As the battle between Philippine troops and Islamic State-linked militants approaches its fourth month in the besieged city of Marawi, it has become clear that the militants have not only developed increasingly sophisticated urban warfare tactics but are extending their presence across the region to pose threats in areas not previously associated with Islamist violence.
Even if the Marawi siege is now in its final stages, the extent to which it has galvanised IS sympathisers across the region is clear. A mid-2016 video produced by IS central media that called on Southeast Asian recruits to travel to Mindanao or to engage in operations in the region if they could not travel to Syria was a key marker for what was to come. As Islamic State territory has steadily diminished in the Levant, along with the increased difficulty for jihadists to gain passage to Syria to defend it, the cause of establishing a wilayat (province) of the caliphate in Mindanao has only grown.

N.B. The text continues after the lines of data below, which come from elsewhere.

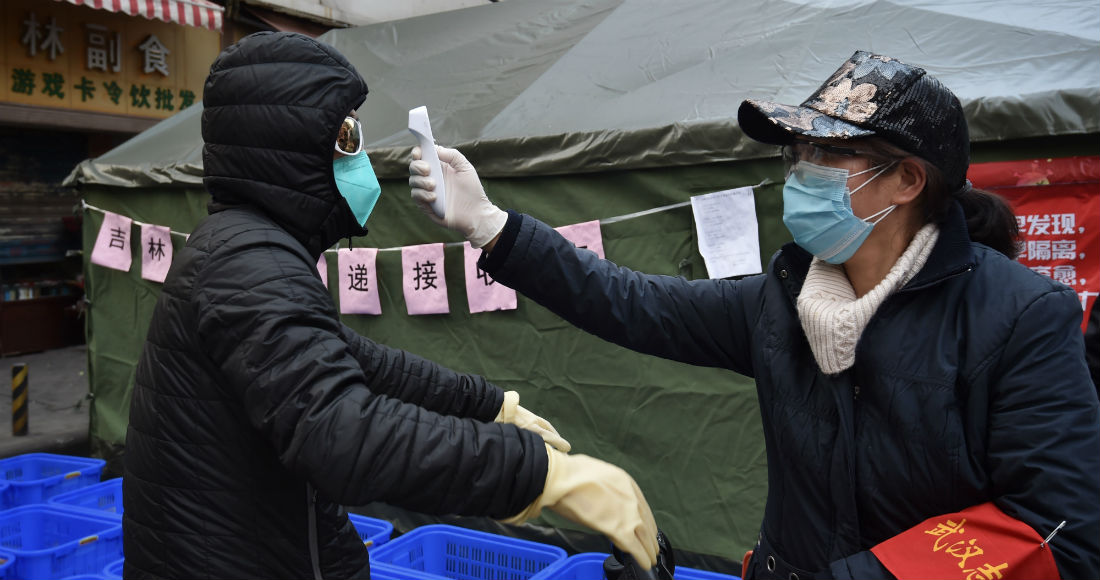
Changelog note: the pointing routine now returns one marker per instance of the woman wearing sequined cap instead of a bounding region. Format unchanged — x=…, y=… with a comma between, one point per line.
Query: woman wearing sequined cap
x=925, y=402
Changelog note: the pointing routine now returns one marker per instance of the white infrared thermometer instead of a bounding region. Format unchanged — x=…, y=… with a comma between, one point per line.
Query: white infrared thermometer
x=421, y=129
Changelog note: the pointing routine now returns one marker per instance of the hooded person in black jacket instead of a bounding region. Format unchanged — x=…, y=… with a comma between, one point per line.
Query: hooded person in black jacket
x=256, y=414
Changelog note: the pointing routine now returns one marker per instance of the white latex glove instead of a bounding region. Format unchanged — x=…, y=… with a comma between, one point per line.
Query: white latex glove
x=468, y=211
x=512, y=412
x=602, y=496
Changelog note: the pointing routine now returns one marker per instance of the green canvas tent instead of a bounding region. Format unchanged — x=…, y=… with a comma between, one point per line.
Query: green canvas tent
x=619, y=111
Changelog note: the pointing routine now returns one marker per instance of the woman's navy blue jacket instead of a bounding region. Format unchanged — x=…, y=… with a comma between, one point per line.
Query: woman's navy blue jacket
x=969, y=386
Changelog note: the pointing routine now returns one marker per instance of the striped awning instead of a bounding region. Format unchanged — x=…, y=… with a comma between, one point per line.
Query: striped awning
x=200, y=13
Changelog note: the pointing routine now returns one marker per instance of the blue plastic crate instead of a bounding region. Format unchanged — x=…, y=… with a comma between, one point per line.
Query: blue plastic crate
x=373, y=531
x=7, y=560
x=388, y=571
x=48, y=542
x=590, y=566
x=103, y=498
x=113, y=570
x=462, y=554
x=34, y=478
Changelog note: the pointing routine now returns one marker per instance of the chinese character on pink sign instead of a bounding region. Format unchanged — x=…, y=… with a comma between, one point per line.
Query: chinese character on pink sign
x=359, y=281
x=112, y=243
x=156, y=252
x=422, y=278
x=322, y=270
x=483, y=293
x=585, y=234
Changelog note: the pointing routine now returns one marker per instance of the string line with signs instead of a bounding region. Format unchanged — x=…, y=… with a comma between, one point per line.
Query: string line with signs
x=614, y=219
x=422, y=281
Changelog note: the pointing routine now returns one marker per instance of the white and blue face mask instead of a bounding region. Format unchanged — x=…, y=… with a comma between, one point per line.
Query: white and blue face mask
x=817, y=210
x=358, y=184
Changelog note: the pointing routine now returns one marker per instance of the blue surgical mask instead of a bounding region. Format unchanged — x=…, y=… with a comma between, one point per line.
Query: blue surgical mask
x=817, y=210
x=358, y=184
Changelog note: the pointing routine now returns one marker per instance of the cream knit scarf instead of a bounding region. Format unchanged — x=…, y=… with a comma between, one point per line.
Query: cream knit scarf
x=831, y=315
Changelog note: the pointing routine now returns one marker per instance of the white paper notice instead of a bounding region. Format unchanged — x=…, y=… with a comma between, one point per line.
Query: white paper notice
x=728, y=237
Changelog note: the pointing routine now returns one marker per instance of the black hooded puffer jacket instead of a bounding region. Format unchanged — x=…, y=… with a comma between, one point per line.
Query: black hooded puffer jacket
x=255, y=414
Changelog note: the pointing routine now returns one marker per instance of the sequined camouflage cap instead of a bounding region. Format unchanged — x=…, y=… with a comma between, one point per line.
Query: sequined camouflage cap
x=872, y=95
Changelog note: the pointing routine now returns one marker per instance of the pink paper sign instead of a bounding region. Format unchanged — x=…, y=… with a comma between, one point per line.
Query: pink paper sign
x=322, y=269
x=422, y=278
x=112, y=243
x=359, y=281
x=155, y=252
x=483, y=293
x=585, y=234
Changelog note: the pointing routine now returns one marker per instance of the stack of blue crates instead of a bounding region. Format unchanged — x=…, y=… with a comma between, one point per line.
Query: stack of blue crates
x=41, y=540
x=58, y=521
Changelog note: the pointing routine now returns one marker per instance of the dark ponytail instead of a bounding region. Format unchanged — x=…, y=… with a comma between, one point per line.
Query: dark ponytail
x=990, y=220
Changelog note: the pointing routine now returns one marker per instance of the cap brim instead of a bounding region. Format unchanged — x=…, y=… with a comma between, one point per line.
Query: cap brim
x=779, y=124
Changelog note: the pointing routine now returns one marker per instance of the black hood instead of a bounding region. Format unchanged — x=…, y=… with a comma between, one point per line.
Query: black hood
x=273, y=105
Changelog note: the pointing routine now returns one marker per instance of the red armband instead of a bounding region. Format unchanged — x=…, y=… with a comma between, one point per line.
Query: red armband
x=979, y=543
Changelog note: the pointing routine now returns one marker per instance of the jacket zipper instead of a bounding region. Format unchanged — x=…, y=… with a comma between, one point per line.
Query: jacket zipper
x=315, y=559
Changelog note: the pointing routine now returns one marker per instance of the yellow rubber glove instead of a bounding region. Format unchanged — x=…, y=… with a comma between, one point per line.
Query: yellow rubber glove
x=602, y=496
x=510, y=412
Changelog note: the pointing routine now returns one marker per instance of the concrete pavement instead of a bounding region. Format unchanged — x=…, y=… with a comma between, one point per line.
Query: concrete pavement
x=57, y=403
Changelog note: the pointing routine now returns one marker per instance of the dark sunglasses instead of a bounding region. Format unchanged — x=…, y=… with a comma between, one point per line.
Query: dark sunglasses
x=350, y=138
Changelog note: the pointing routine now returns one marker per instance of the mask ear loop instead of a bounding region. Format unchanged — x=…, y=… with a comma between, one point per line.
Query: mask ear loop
x=880, y=215
x=883, y=168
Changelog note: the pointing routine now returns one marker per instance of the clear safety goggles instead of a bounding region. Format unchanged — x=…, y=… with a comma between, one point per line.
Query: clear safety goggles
x=818, y=154
x=350, y=138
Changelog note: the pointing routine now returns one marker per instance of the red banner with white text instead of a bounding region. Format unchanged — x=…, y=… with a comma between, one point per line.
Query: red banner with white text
x=1057, y=207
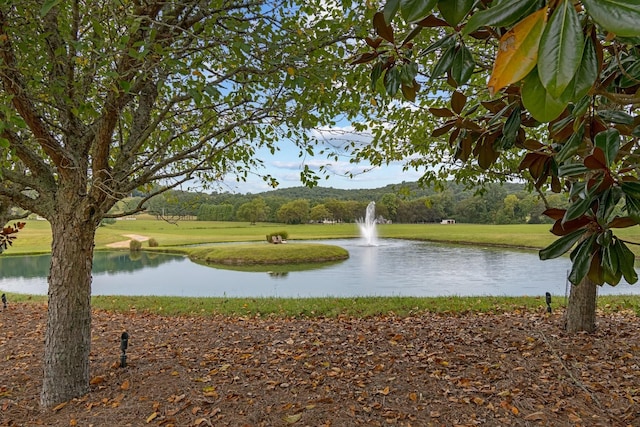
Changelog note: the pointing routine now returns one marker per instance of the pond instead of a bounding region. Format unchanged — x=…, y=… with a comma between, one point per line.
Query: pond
x=393, y=268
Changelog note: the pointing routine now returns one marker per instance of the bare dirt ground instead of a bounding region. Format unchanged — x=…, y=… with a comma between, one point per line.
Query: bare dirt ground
x=515, y=369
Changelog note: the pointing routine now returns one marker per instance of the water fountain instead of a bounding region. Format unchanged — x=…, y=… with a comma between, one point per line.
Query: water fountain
x=368, y=226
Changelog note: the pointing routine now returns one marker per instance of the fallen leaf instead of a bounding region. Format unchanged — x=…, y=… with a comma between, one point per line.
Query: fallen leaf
x=152, y=417
x=291, y=419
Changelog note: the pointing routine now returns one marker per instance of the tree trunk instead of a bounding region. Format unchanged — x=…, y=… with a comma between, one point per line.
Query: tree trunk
x=68, y=333
x=581, y=312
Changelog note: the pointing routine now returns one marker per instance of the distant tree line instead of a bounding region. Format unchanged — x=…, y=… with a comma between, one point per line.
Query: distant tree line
x=401, y=203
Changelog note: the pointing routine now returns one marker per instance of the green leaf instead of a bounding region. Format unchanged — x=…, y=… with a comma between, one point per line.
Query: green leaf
x=376, y=73
x=585, y=76
x=609, y=142
x=392, y=81
x=462, y=65
x=454, y=11
x=383, y=29
x=390, y=9
x=416, y=10
x=631, y=188
x=616, y=116
x=577, y=208
x=562, y=245
x=610, y=265
x=632, y=205
x=581, y=258
x=47, y=6
x=560, y=49
x=626, y=260
x=503, y=14
x=444, y=64
x=570, y=147
x=443, y=43
x=620, y=17
x=540, y=104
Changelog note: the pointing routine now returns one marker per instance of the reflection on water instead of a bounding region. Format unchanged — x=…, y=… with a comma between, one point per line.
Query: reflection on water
x=394, y=268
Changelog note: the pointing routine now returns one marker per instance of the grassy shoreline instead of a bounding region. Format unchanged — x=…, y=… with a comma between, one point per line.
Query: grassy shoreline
x=35, y=238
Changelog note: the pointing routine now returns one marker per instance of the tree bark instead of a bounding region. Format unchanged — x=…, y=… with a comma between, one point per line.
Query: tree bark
x=581, y=311
x=68, y=333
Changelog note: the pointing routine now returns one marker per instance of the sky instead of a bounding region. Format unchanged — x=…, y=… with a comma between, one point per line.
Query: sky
x=286, y=165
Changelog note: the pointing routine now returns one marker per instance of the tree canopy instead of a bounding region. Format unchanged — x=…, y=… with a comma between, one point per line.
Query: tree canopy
x=102, y=98
x=545, y=91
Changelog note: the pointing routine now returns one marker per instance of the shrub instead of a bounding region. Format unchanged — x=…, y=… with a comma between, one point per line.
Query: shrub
x=283, y=235
x=107, y=221
x=135, y=245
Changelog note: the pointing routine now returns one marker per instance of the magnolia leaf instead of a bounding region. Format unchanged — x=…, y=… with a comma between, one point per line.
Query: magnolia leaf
x=577, y=209
x=390, y=9
x=458, y=101
x=503, y=14
x=540, y=104
x=570, y=147
x=610, y=265
x=47, y=6
x=415, y=10
x=622, y=222
x=383, y=29
x=561, y=246
x=454, y=11
x=626, y=259
x=587, y=71
x=444, y=64
x=581, y=258
x=462, y=65
x=517, y=52
x=560, y=49
x=620, y=17
x=609, y=142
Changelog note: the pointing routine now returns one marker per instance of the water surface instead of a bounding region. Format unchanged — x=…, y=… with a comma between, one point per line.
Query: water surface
x=393, y=268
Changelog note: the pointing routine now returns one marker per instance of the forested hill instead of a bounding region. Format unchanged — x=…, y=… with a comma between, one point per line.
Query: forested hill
x=408, y=190
x=400, y=203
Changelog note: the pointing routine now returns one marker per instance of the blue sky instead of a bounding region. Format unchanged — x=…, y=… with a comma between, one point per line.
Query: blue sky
x=286, y=165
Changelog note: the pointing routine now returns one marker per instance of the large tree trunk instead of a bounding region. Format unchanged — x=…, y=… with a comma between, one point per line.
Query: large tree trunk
x=68, y=333
x=581, y=312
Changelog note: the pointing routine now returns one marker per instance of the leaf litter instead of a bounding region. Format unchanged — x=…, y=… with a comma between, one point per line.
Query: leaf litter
x=508, y=369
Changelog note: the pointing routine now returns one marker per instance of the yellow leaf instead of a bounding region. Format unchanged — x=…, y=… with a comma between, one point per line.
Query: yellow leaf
x=518, y=51
x=290, y=419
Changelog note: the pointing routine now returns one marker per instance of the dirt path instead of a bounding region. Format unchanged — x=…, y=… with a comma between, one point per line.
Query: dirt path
x=125, y=243
x=514, y=369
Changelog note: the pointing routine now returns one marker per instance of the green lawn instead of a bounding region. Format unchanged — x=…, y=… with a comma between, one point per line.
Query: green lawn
x=36, y=237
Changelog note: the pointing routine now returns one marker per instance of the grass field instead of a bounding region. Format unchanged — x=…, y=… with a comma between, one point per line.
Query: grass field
x=36, y=236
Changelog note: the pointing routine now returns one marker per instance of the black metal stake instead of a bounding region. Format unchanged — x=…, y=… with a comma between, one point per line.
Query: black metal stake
x=124, y=343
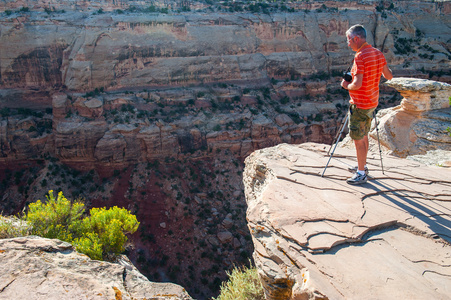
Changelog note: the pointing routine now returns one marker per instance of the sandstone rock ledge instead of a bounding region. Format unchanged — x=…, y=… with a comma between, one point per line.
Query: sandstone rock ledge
x=38, y=268
x=320, y=238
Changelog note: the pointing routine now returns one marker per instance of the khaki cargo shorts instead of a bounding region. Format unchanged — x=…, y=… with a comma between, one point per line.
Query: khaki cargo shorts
x=359, y=122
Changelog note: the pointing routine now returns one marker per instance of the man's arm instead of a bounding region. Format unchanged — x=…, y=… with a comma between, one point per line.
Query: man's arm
x=387, y=73
x=355, y=84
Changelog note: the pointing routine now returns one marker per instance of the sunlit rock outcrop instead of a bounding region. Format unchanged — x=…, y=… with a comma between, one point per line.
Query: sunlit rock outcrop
x=319, y=238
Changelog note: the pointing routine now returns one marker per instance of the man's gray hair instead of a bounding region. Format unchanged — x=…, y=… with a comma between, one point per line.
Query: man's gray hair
x=357, y=30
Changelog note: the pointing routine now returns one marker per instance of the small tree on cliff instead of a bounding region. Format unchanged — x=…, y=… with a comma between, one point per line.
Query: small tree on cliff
x=99, y=235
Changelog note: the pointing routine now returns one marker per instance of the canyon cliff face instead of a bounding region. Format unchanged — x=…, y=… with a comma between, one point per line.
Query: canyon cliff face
x=81, y=51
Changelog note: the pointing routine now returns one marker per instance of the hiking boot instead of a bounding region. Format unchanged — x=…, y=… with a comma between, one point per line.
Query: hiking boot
x=354, y=170
x=357, y=179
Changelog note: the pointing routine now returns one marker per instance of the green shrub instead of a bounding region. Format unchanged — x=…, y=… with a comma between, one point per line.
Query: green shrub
x=12, y=227
x=99, y=235
x=243, y=284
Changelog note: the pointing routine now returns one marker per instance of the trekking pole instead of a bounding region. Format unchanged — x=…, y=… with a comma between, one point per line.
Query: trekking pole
x=378, y=141
x=336, y=143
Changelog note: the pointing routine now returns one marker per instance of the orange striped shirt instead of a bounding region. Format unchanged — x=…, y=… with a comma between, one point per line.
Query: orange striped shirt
x=368, y=61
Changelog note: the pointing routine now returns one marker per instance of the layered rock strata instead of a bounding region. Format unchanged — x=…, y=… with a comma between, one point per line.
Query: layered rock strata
x=82, y=51
x=39, y=268
x=320, y=238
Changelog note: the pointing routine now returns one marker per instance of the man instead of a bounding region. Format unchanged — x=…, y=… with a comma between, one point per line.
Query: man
x=369, y=64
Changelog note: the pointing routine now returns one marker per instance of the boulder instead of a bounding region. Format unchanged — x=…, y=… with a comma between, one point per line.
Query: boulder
x=419, y=124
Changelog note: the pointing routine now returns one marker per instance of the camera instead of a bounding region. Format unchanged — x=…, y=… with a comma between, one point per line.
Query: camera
x=347, y=76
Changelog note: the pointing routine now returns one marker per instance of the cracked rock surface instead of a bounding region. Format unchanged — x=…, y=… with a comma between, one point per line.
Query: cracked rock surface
x=38, y=268
x=320, y=238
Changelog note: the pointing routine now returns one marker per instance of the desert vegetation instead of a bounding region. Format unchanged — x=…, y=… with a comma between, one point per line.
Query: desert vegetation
x=101, y=234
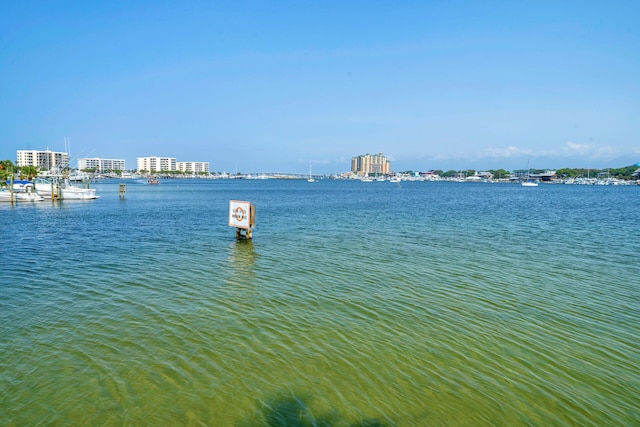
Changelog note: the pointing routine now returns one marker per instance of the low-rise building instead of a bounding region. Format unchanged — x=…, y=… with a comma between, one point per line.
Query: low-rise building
x=100, y=164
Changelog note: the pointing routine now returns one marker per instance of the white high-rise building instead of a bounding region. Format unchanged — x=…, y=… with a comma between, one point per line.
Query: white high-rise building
x=365, y=164
x=44, y=160
x=193, y=167
x=156, y=164
x=101, y=164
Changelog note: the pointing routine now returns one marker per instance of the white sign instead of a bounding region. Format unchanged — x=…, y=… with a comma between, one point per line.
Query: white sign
x=239, y=214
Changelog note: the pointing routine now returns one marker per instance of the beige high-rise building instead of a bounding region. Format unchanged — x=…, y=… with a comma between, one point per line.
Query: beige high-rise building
x=156, y=164
x=44, y=160
x=193, y=167
x=366, y=164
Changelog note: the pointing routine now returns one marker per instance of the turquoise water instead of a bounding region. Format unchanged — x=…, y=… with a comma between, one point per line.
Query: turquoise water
x=420, y=304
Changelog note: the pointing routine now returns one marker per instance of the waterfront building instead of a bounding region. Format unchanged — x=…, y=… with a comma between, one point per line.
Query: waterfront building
x=101, y=164
x=193, y=167
x=44, y=160
x=156, y=164
x=365, y=164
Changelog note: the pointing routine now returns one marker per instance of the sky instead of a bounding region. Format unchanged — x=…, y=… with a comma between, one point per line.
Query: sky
x=279, y=86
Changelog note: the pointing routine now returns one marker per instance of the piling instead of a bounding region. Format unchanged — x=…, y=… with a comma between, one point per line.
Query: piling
x=242, y=216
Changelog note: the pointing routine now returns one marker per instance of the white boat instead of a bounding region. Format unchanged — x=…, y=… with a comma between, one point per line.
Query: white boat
x=67, y=191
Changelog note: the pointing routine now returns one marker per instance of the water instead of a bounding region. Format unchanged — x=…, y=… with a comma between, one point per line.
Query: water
x=424, y=304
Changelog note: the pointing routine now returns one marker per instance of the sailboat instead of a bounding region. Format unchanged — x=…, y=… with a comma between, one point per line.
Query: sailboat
x=529, y=182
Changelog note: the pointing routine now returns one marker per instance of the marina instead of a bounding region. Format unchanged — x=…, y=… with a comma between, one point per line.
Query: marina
x=412, y=304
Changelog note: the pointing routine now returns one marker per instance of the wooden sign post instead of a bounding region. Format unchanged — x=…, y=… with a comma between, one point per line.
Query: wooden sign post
x=242, y=216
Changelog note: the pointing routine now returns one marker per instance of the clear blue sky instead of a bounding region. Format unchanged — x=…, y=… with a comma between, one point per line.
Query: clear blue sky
x=276, y=85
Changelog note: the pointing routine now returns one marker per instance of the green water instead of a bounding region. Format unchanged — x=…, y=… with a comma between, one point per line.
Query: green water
x=423, y=304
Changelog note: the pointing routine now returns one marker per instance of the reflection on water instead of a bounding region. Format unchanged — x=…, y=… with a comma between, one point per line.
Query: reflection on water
x=451, y=305
x=295, y=410
x=241, y=260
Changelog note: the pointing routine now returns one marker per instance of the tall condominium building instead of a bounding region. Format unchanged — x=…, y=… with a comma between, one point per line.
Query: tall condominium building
x=45, y=160
x=156, y=164
x=101, y=164
x=370, y=164
x=193, y=167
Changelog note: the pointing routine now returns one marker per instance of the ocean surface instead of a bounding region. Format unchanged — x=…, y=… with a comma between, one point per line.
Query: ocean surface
x=355, y=304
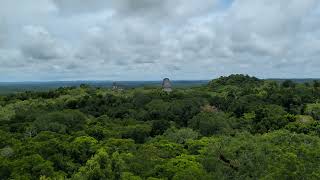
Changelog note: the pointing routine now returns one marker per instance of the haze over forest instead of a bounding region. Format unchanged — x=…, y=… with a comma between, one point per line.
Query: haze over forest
x=149, y=40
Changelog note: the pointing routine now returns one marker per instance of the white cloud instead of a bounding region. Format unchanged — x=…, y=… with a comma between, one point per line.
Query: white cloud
x=125, y=39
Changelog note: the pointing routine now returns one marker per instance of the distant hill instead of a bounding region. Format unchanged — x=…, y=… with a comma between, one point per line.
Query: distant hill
x=15, y=87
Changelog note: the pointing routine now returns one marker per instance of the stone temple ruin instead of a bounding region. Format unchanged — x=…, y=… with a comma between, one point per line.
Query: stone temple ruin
x=166, y=85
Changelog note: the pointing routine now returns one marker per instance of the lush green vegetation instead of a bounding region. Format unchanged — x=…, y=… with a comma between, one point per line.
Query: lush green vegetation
x=236, y=127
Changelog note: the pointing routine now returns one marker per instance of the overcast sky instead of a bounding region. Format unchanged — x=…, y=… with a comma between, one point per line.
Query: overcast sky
x=152, y=39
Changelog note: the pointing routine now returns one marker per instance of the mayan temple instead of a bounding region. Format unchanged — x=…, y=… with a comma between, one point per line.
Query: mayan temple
x=166, y=85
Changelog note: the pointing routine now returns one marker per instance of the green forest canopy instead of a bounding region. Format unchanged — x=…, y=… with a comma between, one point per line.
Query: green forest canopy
x=236, y=127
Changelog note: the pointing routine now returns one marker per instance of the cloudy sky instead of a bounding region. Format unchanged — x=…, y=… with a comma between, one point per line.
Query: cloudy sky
x=151, y=39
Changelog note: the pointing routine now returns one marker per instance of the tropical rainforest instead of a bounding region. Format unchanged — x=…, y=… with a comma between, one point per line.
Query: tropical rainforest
x=235, y=127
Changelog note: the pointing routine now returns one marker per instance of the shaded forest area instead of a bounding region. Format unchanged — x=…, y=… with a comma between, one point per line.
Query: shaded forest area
x=236, y=127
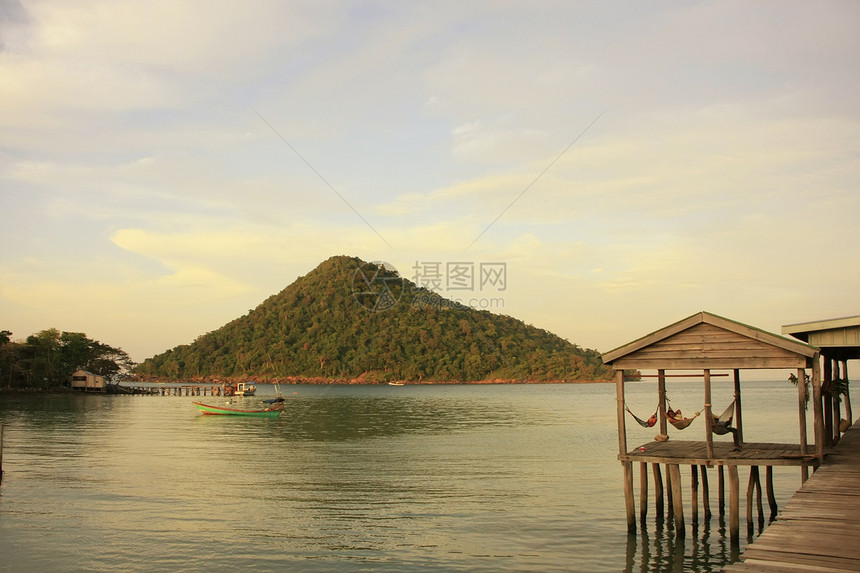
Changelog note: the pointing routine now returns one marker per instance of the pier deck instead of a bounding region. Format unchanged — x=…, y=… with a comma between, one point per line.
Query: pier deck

The heightened activism has many regional analysts concerned that IS-affiliated militants are set to infiltrate and exploit the ongoing sectarian violence in Myanmar, as they are now referencing the conflict in IS media channels. The persecution of the 1.1 million-strong Muslim Rohingya minority in Myanmar’s western Rakhine state, denied citizenship and basic civil rights by successive Myanmar governments, has led to several hundred deaths and the displacement of over 300,000, both internally and into neighbouring states.
Much of the violence has been caused by Myanmar’s security forces, as well as extremist Buddhist vigilante groups, notably in a brutal military crackdown in October-November last year [plus another one in recent days] which led to credible accusations of atrocities, swelled refugee numbers and hardened the resolve of local militants.
Attacks in recent weeks – six Buddhist villagers stabbed and shot dead in their fields; a blast in a house as locals attempt to assemble a home-made bomb – point to an intensified insurgency during the area’s rainy season, which constrains major military operations. Accompanying this is an increasing number of targeted killings of mostly Muslim civilians viewed as collaborating with the security services or local government administration.
Regional intelligence experts note that external support in the form of arms and funding have in recent months reached the militants via Malaysia, Thailand and Bangladesh. Crucial to this is the large and increasingly empowered Rohingya diaspora of several hundred thousand in the Persian Gulf, Pakistan and Malaysia, where as many as 130,000 Rohingya refugees and migrant laborers currently reside.
Having claimed responsibility for recent violence, the main Rohingya jihadist group is the Arakan Rohingya Salvation Army (ARSA) – formerly known as the Harakat al-Yaqin. It is understood to have a leadership council based in Saudi Arabia and local leaders with backgrounds in Pakistan. This represents a support network that likely translates into donations from sympathetic businessmen in both countries.
Intelligence officials have revealed that a group of senior Rohingya clerics based in Saudi Arabia has already played an important role in fundraising and enabling money transfers. Meanwhile, Malaysia has emerged as both a major clearing-house for ARSA funding and a transit point for the movement of militants.
Myanmar’s relations with Malaysia have been strained for several years over the Rakhine crisis, while ties with neighbouring Bangladesh have been difficult for decades, so Naypyidaw has looked primarily to Buddhist Thailand for help in clamping down on the movement of money and militants into the emerging conflict zone. Senior Myanmar officials travelled to Bangkok earlier this year to discuss deepening intelligence exchanges on the issue of Islamist militant activity.
A key focus is on the town of Mae Sot on Thailand’s western border with Myanmar. A fast growing trade and industrial hub of some 200,000 people, Mae Sot has long had a significant Muslim population and it has emerged as a key staging point for couriers and militants travelling overland north from Malaysia into Myanmar.
Whether the ARSA militants and the Barisan Revolusi Nasional (BRN) insurgents in southern Thailand are in contact is an open question, but certainly both groups have key organisers in Malaysia and share broadly similar ideological objectives within Buddhist-dominated states.
Of arguably greater concern is Bangladesh, where up to 300,000 displaced Rohingya have already settled in the southern Bangladeshi districts of Chittagong, Cox’s Bazaar and Bandarban. There are signs that ARSA is trying to recruit from this large pool, while also beginning to access small-arms consignments sourced from Asia’s black market in weapons in Karachi, Sharjah and Abu Dhabi, via freighters and fishing boats operating in the Bay of Bengal.